The following code permutes a \(4 \times 2 \times 2\) tile to a \(2 \times 4 \times 2\) tile according to the dimension map ct::dimension_map<2, 0, 1>:

namespace ct = ::cuda::tiles;
using namespace ct::literals;
auto x = ct::iota<ct::tile<int, ct::shape<4, 2, 2>>>();
auto r = ct::permute(x, ct::dimension_map{2_ic, 0_ic, 1_ic});
\[\begin{split}\begin{pmatrix} \begin{pmatrix} 0 & 1 \end{pmatrix} & \begin{pmatrix} 2 & 3 \end{pmatrix} \\ \begin{pmatrix} 4 & 5 \end{pmatrix} & \begin{pmatrix} 6 & 7 \end{pmatrix} \\ \begin{pmatrix} 8 & 9 \end{pmatrix} & \begin{pmatrix} 10 & 11 \end{pmatrix} \\ \begin{pmatrix} 12 & 13 \end{pmatrix} & \begin{pmatrix} 14 & 15 \end{pmatrix} \\ \end{pmatrix} \rightarrow \begin{pmatrix} \begin{pmatrix} 0 & 2 \end{pmatrix} & \begin{pmatrix} 4 & 6 \end{pmatrix} & \begin{pmatrix} 8 & 10 \end{pmatrix} & \begin{pmatrix} 12 & 14 \end{pmatrix} \\ \begin{pmatrix} 1 & 3 \end{pmatrix} & \begin{pmatrix} 5 & 7 \end{pmatrix} & \begin{pmatrix} 9 & 11 \end{pmatrix} & \begin{pmatrix} 13 & 15 \end{pmatrix} \\ \end{pmatrix}\end{split}\]
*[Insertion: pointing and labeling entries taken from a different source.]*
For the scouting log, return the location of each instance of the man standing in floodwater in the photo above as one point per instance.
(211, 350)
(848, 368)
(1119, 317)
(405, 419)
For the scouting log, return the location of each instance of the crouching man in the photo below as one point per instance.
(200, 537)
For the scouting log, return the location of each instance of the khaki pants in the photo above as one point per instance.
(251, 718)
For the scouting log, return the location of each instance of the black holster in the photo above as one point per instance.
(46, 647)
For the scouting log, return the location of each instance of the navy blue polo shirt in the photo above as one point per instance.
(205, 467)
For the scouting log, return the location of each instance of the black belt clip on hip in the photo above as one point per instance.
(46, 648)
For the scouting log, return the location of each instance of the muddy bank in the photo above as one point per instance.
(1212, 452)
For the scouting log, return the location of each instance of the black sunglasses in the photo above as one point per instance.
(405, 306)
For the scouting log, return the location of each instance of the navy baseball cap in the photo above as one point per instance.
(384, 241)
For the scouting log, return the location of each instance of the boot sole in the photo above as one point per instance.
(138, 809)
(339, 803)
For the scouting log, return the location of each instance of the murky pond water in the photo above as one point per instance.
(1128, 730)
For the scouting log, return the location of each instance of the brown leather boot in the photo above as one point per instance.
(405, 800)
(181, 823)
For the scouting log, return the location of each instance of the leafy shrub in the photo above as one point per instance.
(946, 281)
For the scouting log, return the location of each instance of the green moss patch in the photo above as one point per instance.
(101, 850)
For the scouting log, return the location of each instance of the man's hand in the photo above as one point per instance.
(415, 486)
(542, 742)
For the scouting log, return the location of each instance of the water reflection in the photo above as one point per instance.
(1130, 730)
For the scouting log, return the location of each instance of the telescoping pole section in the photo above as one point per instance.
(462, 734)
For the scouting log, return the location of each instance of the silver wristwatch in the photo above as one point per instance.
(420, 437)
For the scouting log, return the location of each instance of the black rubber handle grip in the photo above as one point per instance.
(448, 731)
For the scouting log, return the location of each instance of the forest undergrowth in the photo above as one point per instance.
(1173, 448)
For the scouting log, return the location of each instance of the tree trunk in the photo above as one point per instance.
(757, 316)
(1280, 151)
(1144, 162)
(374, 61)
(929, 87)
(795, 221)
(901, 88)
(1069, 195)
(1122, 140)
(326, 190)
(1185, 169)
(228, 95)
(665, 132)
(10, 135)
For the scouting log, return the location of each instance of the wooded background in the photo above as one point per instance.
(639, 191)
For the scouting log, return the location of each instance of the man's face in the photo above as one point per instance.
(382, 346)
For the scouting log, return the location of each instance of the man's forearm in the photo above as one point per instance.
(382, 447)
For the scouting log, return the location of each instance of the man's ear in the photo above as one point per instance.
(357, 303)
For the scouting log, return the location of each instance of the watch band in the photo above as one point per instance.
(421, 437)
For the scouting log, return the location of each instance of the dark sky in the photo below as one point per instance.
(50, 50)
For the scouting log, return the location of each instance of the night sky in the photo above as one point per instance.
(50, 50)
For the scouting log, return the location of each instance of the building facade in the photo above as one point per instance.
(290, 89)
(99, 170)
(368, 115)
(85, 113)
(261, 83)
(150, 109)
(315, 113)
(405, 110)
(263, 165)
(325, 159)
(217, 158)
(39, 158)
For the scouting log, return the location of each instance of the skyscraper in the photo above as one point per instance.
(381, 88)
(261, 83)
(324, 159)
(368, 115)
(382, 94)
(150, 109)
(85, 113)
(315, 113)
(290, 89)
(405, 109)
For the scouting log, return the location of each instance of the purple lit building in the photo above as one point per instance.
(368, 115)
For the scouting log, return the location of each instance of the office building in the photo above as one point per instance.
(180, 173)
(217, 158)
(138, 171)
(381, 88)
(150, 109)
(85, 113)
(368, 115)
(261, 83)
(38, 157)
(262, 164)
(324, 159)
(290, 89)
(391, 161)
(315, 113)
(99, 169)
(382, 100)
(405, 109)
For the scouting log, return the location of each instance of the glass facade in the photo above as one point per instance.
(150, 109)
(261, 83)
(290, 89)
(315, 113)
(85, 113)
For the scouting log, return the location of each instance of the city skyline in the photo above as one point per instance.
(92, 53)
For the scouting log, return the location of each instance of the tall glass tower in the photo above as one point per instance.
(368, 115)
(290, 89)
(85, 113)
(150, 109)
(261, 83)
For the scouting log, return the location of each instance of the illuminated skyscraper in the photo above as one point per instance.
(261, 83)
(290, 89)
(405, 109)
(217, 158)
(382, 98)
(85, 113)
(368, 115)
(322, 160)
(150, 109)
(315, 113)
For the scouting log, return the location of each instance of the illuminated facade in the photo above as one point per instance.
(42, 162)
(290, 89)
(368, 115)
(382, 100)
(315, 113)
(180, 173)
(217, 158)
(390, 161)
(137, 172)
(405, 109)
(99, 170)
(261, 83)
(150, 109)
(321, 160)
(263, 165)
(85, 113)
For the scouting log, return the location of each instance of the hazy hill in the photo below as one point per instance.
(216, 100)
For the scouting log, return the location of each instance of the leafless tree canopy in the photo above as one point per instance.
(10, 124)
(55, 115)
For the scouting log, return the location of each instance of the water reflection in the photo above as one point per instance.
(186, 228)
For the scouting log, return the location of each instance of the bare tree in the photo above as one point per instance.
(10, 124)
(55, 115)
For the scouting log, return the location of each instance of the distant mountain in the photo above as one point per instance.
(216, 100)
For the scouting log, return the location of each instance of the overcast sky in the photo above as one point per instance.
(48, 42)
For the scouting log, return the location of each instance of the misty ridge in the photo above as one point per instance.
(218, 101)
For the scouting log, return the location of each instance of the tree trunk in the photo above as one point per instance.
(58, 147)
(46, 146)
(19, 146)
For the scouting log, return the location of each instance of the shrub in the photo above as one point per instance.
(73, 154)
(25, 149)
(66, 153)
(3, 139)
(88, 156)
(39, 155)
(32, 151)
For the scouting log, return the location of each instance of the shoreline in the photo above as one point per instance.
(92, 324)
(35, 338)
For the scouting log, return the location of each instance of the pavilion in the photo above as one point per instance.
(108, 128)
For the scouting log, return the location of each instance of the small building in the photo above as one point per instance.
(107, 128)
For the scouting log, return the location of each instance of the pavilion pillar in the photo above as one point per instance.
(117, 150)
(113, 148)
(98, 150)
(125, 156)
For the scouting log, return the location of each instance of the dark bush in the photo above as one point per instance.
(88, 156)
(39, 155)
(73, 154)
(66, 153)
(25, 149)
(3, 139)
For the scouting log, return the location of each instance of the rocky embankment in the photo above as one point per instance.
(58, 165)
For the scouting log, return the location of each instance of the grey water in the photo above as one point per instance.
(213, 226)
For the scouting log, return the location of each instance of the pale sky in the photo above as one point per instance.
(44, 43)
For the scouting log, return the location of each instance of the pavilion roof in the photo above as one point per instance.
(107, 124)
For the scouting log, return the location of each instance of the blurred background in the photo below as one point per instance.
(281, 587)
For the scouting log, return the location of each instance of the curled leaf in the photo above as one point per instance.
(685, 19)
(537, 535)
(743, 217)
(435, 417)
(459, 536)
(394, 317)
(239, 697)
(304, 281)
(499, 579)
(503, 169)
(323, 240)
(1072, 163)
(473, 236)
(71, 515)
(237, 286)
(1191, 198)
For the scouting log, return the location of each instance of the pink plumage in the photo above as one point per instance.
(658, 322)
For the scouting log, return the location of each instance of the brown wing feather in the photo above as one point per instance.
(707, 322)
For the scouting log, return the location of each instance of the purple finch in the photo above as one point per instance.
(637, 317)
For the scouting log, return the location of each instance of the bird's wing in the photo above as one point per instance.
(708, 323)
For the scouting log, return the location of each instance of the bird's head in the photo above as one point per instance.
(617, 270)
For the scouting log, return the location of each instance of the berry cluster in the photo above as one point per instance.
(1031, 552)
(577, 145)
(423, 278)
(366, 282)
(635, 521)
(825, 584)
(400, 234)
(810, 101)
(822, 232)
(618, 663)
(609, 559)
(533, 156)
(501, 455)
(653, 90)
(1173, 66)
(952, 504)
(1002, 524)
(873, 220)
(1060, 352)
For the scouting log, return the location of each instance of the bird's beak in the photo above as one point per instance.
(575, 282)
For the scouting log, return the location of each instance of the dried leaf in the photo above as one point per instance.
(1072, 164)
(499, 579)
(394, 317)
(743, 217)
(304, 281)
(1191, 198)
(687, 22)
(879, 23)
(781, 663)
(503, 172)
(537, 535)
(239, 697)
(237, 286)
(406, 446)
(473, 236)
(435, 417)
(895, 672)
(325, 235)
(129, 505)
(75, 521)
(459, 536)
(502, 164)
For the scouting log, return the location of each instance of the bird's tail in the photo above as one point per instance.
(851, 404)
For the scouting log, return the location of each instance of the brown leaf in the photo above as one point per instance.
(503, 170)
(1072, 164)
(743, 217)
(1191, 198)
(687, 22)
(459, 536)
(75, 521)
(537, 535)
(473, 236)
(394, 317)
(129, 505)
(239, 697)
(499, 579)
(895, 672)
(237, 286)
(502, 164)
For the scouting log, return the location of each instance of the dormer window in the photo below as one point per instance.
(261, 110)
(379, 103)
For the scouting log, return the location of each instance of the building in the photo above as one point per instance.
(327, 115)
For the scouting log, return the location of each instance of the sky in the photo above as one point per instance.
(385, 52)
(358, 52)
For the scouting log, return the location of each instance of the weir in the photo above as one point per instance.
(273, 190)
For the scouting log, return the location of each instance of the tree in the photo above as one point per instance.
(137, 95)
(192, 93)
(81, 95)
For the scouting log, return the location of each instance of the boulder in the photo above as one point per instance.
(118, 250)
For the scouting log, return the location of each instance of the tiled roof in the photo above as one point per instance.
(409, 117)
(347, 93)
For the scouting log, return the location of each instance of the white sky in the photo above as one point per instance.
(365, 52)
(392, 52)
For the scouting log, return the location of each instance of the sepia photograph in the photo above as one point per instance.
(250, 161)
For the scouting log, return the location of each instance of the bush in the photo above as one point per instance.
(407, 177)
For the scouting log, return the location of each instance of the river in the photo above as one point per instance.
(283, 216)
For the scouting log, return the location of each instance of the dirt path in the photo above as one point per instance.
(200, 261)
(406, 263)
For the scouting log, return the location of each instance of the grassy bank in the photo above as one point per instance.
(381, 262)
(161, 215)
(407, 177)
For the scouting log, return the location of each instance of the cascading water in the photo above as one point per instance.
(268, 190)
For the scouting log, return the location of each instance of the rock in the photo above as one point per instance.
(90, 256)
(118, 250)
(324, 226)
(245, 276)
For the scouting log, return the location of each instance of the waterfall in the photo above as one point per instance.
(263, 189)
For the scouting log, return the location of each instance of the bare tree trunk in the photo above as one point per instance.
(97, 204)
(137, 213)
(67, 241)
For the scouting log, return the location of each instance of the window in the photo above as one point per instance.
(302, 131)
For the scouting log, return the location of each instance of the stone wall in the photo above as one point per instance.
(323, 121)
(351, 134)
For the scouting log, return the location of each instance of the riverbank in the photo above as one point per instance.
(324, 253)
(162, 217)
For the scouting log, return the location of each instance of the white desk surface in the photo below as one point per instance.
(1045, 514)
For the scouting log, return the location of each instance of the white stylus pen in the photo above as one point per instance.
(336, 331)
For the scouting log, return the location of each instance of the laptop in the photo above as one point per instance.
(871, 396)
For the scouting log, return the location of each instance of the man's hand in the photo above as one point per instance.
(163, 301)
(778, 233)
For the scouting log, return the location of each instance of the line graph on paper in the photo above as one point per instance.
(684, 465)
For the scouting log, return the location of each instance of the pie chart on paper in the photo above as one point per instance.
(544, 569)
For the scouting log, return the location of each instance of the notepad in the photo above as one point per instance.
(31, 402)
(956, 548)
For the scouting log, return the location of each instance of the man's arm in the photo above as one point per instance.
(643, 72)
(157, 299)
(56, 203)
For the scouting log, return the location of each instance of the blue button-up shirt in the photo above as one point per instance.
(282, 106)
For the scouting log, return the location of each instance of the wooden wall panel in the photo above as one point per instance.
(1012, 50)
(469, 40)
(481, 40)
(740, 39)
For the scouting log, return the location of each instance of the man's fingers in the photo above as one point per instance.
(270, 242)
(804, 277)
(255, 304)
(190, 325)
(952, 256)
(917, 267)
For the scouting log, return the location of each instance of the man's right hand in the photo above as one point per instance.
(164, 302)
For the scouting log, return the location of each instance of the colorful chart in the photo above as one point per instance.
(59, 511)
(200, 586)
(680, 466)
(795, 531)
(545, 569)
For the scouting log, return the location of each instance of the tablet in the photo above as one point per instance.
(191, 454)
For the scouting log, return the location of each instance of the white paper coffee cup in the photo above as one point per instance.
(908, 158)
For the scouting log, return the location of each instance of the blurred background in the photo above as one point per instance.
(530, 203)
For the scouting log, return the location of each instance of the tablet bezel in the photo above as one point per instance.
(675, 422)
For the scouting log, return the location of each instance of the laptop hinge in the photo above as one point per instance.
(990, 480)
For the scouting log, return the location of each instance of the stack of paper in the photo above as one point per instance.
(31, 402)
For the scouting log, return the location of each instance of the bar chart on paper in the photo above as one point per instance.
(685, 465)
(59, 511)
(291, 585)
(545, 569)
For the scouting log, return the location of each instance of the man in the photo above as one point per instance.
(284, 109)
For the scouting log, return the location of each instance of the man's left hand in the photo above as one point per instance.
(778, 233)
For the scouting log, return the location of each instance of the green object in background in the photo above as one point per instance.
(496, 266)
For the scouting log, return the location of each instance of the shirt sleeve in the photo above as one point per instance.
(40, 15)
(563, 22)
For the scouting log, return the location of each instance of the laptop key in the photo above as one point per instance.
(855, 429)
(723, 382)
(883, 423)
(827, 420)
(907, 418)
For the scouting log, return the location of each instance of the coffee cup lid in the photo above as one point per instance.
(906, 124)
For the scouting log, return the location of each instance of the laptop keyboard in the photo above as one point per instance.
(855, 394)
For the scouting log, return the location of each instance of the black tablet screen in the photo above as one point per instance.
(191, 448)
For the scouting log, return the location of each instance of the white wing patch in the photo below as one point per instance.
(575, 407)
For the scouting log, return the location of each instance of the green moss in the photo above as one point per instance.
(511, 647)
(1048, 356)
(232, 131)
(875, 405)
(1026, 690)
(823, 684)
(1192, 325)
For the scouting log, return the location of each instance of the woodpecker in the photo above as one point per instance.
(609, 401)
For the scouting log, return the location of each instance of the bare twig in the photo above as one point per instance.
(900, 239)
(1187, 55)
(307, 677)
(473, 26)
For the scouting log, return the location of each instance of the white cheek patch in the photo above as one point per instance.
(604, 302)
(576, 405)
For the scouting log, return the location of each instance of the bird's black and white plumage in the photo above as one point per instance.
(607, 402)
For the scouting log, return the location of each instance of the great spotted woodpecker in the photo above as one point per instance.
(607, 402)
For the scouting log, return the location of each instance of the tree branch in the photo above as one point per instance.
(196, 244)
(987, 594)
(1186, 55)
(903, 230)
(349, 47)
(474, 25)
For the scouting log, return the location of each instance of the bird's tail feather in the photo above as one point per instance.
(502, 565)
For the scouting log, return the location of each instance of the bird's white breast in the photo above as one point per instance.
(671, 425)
The behavior of the permutation is described precisely below:

tile projection

Let \(a\) be a tile like object of rank \(N\), shape \(S\) and index space \(I = [0, S_0) \times [0, S_1) \times ... \times [0, S_{N - 1})\).

We may interpret \(a\) as a function \(a : I \rightarrow \mathbb{E}\) describing the association of indices to elements \(\mathbb{E}\) .

The projection of \(a\) along dimension \(0 \leq d < N\) at index \(i \in [0, S_d)\) is a new tile like object of index space \(I_p = [0, S_0) \times [0, S_1) \times ... \times [0, S_{d - 1}] \times [0, 1) \times [0, S_{d + 1}] \times ... \times [0, S_{N - 1}]\):

\[\mathrm{Proj}(a, i, d) : I_p \rightarrow \mathbb{E}\]

whose values correspond to \(a\) when dimension \(d\) is fixed at index \(i\):

\[\mathrm{Proj}(a, i, d)(x_0, x_1, \ldots, x_{d-1}, 0, x_{d+1}, \ldots x_{N-1}) = a(x_0, x_1, ..., x_{d-1}, i, x_d, ..., x_{N-2})\]
iterated tile projection

The iterated projection of \(a\) for indices \((i_0, i_1, ..., i_{N-1}) \in I\) at dimensions \((d_0, d_1, ..., d_n)\) is formed by the repeated application of \(\mathrm{Proj}\):

\[\mathrm{Proj}(... \mathrm{Proj}(\mathrm{Proj}(a, i_0, d_0), i_1, d_1), ..., i_{N-1}, d_{N-1})\]

The iterated projection of \(a\) is a singleton tile whose value is the value of \(a\) at index \(i_0\) along dimension \(d_0\), \(i_1\) along \(d_1\), etc…

tile permutation

Let \(P : [0, N) -> [0, N)\) be the bijective function describing a permutation of dimensions.

The permutation \(r\) of \(a\) is the unique tile-like object whose value at indices \((i_0, i_1, ..., i_{N-1})\) is the iterated projection of \((i_0, i_1, ..., i_{N-1})\) along dimensions \((P(0), P(1), ..., P(N-1))\).

cuda::tiles::tile_transpose_t

template<ct::tile_like T>
using tile_transpose_t = /* see below */;

Yields the result type when interchanging the first two dimensions of an object of type \(T\).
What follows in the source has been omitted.